During the second year, the District developed a K-5 RTI Elementary Guide. Many elementary schools were well-versed in the three-tier reading model and embraced the principles of RTI. Clark County’s K-5 RTI Elementary Guide included a reading model, a mathematics model, and a behavior model. An online professional development session was developed and approximately 3,000 teachers participated. The following year, the RTI Collaborative expanded the Guide to a K-12 RTI Operations Manual providing guidance with policy and procedures, a consistent language, and a glossary of terms. Focus groups of teachers and administrators from across the District provided feedback as this document was developed. Additionally, a series of online sessions (Overview, High-Quality Instruction, Assessment, and Instructional Models) was developed to provide consistent professional development for the teachers and administrators. This online professional development will be available to schools beginning spring 2011.·

Over the past few years, the work of the RTI Collaborative has been focused on building the infrastructure for the District by developing policy and procedure. We anticipate that RTI will have an impact on student achievement, but we are too early in implementation to identify RTI as the direct correlation to positive outcomes. Multiple factors may have contributed to our increased student achievement. These factors include No Child Left Behind, IDEA, increased access to services, school and area leadership, as well as an emphasis on Response to Instruction.
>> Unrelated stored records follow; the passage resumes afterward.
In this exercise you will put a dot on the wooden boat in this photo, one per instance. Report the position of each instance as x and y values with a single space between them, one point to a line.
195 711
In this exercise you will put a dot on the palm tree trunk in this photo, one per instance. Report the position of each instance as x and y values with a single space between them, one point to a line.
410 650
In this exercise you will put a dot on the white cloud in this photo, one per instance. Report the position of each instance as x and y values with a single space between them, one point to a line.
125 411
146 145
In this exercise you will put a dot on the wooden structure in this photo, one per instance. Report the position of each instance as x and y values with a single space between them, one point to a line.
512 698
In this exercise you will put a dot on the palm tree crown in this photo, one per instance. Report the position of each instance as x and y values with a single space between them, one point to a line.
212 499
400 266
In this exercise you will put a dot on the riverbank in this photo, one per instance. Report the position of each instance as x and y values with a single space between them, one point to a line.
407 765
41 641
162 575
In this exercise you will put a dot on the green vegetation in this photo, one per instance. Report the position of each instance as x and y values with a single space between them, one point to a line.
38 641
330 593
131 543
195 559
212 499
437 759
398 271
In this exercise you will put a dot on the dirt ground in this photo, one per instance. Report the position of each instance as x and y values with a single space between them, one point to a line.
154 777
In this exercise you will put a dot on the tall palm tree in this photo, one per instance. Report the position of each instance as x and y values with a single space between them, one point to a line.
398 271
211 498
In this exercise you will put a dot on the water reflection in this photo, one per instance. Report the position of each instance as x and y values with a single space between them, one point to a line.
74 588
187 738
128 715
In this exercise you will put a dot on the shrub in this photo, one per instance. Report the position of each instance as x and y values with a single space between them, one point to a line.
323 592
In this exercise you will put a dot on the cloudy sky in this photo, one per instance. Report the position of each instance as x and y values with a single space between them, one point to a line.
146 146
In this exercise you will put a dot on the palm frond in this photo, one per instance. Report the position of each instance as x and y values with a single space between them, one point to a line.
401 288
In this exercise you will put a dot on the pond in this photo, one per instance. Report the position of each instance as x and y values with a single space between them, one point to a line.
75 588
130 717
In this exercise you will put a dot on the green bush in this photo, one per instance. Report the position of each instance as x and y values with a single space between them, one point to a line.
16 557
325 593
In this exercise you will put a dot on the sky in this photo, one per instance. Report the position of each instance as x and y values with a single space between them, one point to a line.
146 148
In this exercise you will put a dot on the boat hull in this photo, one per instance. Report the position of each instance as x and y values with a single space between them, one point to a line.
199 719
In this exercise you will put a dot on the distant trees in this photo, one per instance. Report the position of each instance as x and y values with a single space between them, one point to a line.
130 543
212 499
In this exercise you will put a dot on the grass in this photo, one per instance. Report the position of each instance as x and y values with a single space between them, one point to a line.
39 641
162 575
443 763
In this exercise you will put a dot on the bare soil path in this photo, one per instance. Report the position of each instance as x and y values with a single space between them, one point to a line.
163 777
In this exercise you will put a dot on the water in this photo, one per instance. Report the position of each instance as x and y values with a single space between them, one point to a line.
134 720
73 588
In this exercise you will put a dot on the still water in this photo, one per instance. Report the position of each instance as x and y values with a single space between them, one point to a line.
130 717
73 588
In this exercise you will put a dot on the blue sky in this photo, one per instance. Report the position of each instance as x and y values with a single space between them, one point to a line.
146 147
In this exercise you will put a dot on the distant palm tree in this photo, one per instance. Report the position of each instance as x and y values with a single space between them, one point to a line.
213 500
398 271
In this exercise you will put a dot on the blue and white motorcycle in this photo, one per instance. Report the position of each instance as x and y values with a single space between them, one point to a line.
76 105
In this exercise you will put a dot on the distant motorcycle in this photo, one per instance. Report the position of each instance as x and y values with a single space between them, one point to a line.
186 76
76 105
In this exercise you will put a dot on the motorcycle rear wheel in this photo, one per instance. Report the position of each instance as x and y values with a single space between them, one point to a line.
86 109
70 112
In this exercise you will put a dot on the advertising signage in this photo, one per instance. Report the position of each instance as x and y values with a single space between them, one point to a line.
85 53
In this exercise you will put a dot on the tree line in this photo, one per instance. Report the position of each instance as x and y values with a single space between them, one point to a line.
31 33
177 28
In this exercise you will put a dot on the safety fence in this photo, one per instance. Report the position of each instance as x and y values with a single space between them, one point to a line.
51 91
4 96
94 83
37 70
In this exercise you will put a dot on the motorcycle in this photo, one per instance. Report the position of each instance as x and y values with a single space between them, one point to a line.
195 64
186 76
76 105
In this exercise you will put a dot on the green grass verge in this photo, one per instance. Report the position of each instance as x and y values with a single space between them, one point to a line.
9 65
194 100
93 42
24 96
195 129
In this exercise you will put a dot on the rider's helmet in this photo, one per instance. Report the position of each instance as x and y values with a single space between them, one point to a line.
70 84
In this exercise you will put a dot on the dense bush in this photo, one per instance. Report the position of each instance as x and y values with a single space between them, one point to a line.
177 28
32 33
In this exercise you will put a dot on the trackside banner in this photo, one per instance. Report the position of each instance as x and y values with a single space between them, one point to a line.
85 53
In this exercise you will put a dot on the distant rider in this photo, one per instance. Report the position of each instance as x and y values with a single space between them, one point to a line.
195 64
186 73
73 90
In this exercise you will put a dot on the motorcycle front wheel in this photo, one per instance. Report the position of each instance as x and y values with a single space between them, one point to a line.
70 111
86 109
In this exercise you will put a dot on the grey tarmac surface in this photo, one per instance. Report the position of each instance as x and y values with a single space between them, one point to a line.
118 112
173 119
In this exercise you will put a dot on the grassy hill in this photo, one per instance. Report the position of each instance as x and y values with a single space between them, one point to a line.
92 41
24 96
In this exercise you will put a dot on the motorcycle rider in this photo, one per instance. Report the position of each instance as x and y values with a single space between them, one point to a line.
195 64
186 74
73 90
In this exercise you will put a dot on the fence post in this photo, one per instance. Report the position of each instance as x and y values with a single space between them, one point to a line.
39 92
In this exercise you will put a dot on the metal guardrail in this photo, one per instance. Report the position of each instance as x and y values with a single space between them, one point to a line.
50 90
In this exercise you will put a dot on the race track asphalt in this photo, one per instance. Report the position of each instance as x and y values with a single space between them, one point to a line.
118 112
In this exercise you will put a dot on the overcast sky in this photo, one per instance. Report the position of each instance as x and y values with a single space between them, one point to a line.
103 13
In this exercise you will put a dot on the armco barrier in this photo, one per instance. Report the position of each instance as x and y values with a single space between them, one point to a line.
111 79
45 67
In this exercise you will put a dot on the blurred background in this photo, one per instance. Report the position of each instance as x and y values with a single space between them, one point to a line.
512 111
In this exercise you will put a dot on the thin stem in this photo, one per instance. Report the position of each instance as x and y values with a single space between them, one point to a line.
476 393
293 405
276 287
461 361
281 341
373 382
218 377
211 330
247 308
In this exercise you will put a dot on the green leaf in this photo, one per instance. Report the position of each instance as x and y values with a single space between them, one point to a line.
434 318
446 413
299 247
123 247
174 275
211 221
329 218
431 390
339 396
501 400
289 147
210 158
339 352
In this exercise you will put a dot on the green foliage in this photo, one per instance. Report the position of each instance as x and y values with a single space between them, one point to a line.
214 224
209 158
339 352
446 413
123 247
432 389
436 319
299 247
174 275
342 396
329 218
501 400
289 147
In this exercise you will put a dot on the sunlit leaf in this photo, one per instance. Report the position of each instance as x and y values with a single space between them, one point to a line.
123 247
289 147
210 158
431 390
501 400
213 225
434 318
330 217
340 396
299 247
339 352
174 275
The table below shows 2007 and 2010 summative data in reading and mathematics:

Reading CRT Mathematics CRT
2007 2010 2007 2010
5th Grade 49.6% 53% 57.6% 66%
8th Grade 53.7% 65% 49.9% 56%

Clark County takes responsibility to work toward the essential factors for system-wide improvement that include: “A vision that focuses on student learning and instructional improvement and the courage to acknowledge poor performance, and the will to seek solutions.”

(Learning First Alliance in Beyond Islands of Excellence 2004).